I also brought up "optimal frustration" - this is a term that Kohut uses (and my therapist really likes Kohut). If a patient is never pushed/challenged/frustrated then they will never learn anything new. If a patient is pushed/challenged/frustrated too much then they will collapse under the stress. There is a middle ground, where learning can best occur.
I think that I needed to clarify with him that we do have the same goal (I should not need his approval for my survival). And that satisfying that need all the time would reduce my motivation and could tend to emphasize some things that shouldn't be emphasized (like he was pleased that I was angry with him last week - so it is possible that I would interpret that to mean that I should be angry all the time, which would not be so good).
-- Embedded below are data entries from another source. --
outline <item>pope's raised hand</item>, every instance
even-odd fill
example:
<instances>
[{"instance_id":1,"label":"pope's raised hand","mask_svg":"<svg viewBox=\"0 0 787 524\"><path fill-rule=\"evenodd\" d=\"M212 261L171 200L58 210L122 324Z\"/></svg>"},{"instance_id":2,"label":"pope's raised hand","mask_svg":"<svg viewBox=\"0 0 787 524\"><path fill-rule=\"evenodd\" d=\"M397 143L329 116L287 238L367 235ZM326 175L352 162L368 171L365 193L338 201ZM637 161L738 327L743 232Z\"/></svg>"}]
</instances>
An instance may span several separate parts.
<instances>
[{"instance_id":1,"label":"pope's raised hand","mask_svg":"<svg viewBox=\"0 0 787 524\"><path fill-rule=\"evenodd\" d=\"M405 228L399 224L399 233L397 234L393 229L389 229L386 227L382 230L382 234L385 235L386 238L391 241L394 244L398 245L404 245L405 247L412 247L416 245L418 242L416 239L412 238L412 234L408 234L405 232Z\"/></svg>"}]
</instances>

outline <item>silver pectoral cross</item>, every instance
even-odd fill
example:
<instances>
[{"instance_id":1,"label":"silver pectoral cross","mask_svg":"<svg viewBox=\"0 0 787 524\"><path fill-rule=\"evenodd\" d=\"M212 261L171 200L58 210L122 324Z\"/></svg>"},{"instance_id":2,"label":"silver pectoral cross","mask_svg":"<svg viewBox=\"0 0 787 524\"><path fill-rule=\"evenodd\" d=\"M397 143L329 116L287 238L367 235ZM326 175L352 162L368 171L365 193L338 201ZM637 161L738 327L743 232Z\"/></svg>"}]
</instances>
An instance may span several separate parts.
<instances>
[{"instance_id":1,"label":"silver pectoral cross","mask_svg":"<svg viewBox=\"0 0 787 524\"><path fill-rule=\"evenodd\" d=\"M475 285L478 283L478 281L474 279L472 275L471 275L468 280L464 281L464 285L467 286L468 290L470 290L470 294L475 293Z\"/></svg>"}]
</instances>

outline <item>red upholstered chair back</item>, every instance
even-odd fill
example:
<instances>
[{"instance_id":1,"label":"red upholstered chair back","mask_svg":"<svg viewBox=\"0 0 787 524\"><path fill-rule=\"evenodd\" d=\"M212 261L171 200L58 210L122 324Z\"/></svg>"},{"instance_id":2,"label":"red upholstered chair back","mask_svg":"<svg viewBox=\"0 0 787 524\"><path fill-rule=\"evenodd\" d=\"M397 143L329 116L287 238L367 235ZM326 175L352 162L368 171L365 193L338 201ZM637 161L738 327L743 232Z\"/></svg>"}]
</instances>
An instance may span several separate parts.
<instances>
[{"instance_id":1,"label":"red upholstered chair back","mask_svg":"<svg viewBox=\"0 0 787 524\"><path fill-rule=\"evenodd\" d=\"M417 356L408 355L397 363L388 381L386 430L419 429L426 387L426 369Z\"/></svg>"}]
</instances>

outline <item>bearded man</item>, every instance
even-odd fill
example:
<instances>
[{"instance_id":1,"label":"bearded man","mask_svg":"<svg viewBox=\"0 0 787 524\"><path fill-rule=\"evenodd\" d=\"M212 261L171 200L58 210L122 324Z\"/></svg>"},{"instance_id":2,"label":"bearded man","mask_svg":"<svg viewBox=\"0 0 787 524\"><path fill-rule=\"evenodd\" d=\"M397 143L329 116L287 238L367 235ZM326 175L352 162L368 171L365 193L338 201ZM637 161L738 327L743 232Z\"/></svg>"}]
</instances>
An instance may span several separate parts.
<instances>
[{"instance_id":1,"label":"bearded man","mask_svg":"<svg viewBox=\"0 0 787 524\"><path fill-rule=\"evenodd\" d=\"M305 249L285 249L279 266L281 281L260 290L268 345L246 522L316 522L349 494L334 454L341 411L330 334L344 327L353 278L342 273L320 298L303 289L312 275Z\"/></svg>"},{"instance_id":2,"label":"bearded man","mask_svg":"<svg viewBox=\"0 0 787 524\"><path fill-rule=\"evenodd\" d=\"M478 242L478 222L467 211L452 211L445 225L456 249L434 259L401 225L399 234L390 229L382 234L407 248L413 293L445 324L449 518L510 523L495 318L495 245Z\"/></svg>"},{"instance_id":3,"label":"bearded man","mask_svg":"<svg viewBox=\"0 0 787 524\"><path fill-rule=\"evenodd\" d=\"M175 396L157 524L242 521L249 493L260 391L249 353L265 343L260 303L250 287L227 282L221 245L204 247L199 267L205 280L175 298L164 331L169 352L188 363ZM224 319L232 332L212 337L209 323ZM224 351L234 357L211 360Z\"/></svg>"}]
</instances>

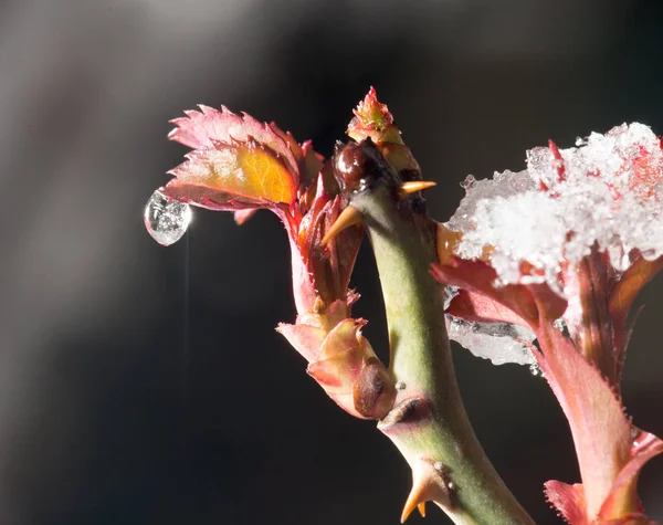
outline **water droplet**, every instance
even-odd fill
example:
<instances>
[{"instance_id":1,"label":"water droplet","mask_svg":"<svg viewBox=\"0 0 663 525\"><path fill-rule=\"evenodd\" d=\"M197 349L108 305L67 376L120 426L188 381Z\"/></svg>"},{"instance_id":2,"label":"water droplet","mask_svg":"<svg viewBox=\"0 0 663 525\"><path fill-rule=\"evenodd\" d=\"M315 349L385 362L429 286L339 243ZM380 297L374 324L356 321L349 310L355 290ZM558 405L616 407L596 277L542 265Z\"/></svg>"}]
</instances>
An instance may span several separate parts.
<instances>
[{"instance_id":1,"label":"water droplet","mask_svg":"<svg viewBox=\"0 0 663 525\"><path fill-rule=\"evenodd\" d=\"M145 228L164 246L179 241L191 222L191 208L186 202L169 199L159 190L145 204Z\"/></svg>"}]
</instances>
And that there is a limit to how much I can take (though I don't think that he would ever agree to that out loud - both last session and this session he did fill *some* of my need).
And when it was time to stop he said that the time goes so quickly - he's not sure why it goes so quickly. He really apologized for having to stop in the middle of what we were talking about. And we did start early (7 - 10 minutes early), and he said that he did that because he knew that he wouldn't be able to go over and he knew we had important things to discuss. That made me feel good.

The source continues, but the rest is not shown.